To the extent that there is any continuing preference in Beijing to ensure stability in the Renminbi during the lead-up to the party congress, any intervention toward this end would likely be highly supportive of other currencies too including Sterling, which has a strong positive correlation with the Renminbi.

However, the Pound will also have to navigate a busy schedule of domestic event risk too including numerous speeches from members of the Bank of England (BoE) Monetary Policy Committee as well as the release of employment and GDP figures for August.


Above: Dollar Index shown at daily intervals with USD/GBP and USD/CNH exchange rate. Cick image for closer inspection. 




Tuesday's employment figures and Wednesday's release of GDP data for August are the economic highlights of the week in the UK but most important for the Pound is likely to be the scheduled speeches from Bank of England Monetary Policy Committee members.

These are likely to be of most interest to the market following the financial fallout over the new government's budget, which has been widely criticised in recent weeks and was followed in late September by heavy losses for the Pound and steep increases in government bond yields.

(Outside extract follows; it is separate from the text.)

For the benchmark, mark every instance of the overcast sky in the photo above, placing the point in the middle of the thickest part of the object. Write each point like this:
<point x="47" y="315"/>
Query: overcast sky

September's budget also saw market-implied measures of expectations for interest rates rise signifantly to imply a high probability of Bank Rate being lifted from 2.25% currently to more than 5% by the early months of the new year in what would likely be a very damaging policy outcome for the UK economy.

What the BoE makes of the market's assumptions about Bank Rate is likely to be an important influence on the Pound for months to come, hence why this week's speeches from members of the MPC will be scrutinised closely. 

These include a Tuesday appearance by Governor Andrew Bailey at the Institute of International Finance Annual Membership Meeting in Washington and a Wednesday address by chief economist Huw Pill to the Scottish Council for Development and Industry.